Enquanto o verão explode em excessos — ruas fervendo, motores impacientes, suor e irritação misturados ao concreto quente — o inverno parece recolher o mundo para dentro de si. As cidades diminuem o ritmo. As pessoas falam mais perto umas das outras. Até a luz muda: torna-se oblíqua, melancólica, quase cinematográfica. O frio empresta às coisas um aspecto de memória.
Mas o inverno também carrega suas durezas. Porque a mesma geada que cobre os campos com beleza branca endurece os dedos de quem atravessa a madrugada sem teto. O mesmo vento que faz dançar as árvores castiga quem dorme sob marquises úmidas. O frio revela desigualdades com uma honestidade cruel. Ele não permite disfarces. Mostra quem possui paredes grossas, cobertores e lareiras — e quem possui apenas a noite.
É nesse instante que a poesia tropeça na realidade.
Não há romantismo possível diante de um corpo tremendo numa parada de ônibus antes do amanhecer. Nenhuma fotografia bonita de inverno suporta o peso de certas ausências humanas. O frio pode ser contemplativo para uns e brutal para outros. Democrático na temperatura, jamais no sofrimento.
Ainda assim, há algo curioso nas baixas temperaturas: elas parecem despertar gestos esquecidos.

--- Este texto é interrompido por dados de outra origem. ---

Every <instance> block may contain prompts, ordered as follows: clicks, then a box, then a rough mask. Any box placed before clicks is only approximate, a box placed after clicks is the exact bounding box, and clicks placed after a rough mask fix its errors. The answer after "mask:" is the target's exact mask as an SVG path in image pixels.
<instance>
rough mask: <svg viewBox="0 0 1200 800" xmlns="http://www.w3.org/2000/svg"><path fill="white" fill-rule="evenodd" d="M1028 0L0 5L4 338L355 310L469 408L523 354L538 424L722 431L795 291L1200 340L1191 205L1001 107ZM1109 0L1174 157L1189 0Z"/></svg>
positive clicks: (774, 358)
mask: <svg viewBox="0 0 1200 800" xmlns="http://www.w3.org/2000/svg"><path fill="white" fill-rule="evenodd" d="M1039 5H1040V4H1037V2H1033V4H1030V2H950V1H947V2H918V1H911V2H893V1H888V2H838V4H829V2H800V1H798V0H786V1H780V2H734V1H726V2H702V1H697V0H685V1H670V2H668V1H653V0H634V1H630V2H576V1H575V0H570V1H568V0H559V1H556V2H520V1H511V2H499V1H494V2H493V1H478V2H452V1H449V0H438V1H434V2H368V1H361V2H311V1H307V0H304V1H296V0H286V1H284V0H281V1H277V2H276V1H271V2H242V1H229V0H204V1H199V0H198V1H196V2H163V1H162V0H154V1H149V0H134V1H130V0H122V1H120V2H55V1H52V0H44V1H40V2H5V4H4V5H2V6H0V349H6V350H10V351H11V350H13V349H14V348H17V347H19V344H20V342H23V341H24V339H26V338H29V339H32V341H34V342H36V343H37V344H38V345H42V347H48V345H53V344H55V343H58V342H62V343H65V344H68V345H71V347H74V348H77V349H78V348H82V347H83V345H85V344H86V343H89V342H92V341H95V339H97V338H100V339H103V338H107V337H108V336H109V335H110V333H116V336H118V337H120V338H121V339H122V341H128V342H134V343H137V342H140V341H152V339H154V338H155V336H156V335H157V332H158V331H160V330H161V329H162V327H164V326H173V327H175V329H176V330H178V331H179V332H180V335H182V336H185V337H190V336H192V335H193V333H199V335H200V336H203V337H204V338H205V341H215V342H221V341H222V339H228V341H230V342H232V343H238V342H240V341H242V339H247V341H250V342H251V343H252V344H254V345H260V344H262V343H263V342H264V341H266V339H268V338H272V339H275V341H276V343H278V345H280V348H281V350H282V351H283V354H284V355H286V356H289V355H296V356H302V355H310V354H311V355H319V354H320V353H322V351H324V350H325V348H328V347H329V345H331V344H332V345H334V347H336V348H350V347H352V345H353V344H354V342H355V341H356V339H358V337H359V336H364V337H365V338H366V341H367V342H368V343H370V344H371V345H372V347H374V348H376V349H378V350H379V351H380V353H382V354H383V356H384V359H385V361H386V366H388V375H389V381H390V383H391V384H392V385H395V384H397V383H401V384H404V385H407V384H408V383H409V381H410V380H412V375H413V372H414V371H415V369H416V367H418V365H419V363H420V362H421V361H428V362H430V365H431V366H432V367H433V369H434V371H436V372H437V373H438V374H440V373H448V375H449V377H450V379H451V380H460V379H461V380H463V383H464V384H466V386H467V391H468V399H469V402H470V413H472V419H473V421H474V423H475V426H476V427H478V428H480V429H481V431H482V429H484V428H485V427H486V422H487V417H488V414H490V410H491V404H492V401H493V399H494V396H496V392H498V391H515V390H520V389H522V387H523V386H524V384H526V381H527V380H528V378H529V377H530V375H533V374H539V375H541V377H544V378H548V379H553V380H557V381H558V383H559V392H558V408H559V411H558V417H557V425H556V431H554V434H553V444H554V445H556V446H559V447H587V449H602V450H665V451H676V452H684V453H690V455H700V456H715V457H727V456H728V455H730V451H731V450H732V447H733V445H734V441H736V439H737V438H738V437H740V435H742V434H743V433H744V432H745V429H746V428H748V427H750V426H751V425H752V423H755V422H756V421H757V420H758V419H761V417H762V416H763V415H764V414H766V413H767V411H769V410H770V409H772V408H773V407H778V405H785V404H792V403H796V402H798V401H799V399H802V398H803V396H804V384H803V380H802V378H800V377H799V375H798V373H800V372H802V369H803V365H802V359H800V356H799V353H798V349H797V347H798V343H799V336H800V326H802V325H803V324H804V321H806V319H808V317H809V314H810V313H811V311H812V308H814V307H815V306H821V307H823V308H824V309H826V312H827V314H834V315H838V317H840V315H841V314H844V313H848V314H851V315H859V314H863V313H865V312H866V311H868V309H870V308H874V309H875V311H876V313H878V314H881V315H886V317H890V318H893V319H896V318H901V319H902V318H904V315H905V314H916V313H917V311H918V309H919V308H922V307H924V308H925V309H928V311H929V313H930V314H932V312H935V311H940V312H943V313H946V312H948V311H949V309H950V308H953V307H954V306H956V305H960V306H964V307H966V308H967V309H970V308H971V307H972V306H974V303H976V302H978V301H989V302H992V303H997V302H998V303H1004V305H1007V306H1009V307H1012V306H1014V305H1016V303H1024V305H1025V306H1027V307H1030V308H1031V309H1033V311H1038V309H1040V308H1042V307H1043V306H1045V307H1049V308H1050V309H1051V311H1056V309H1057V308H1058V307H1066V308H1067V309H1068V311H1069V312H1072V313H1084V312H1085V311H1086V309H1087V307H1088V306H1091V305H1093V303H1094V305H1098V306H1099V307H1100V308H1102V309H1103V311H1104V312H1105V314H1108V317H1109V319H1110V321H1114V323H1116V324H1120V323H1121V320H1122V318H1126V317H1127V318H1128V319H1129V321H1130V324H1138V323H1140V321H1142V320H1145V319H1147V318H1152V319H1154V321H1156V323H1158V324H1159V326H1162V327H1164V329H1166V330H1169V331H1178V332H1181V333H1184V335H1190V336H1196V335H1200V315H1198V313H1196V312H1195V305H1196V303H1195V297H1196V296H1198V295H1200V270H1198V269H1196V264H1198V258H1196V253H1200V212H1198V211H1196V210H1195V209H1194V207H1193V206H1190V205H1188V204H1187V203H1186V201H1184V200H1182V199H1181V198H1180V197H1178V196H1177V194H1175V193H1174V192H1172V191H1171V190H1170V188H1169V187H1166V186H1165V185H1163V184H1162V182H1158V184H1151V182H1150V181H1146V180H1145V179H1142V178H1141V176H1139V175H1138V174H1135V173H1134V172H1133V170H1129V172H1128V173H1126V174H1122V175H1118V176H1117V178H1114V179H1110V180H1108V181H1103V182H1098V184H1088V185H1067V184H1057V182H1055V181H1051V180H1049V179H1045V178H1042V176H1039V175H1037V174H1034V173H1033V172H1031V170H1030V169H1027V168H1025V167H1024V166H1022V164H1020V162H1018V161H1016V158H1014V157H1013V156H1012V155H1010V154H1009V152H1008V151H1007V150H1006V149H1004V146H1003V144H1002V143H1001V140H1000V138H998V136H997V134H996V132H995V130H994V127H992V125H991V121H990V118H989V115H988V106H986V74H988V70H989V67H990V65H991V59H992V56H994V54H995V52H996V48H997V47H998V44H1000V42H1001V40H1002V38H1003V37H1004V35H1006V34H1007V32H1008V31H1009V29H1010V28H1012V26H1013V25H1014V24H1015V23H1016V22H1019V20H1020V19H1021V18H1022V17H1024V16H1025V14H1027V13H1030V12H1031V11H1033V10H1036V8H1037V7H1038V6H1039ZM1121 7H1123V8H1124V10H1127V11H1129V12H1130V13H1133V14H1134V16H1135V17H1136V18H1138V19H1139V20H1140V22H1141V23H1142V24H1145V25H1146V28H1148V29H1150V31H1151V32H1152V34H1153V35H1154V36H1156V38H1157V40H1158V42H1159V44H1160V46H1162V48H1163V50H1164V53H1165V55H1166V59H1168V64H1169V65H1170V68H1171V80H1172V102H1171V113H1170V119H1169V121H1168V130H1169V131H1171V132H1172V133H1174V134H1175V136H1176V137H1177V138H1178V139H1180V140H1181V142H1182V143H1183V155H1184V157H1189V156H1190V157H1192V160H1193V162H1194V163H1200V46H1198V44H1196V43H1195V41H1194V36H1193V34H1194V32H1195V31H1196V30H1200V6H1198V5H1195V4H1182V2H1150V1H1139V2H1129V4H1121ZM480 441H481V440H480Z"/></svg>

Surgem campanhas de agasalho, panelões de sopa, mãos estendidas nas esquinas. Como se o inverno, ao endurecer o ambiente, amolecesse certos corações. Talvez porque o frio lembre, de maneira inevitável, que ninguém atravessa sozinho as estações difíceis.
E o Rio Grande do Sul conhece bem essa linguagem. Conhece o vento minuano atravessando frestas antigas, o campo amanhecendo branco de geada, os dias curtos em que o sol aparece tímido entre nuvens baixas. Conhece também o peso das enchentes, das madrugadas rigorosas e das famílias que enfrentam o inverno mais com coragem do que com conforto. O frio gaúcho nunca foi apenas clima; ele é paisagem emocional.
Talvez por isso o inverno carregue essa melancolia bonita das velhas crônicas e dos filmes antigos. Ele recorda ao homem sua fragilidade. E, paradoxalmente, é dessa fragilidade que nasce certa ternura. O frio obriga as pessoas a procurarem abrigo — não apenas dentro das casas, mas umas nas outras.
Porque toda estação, no fim, revela menos sobre o tempo e mais sobre a humanidade que existe dentro dele.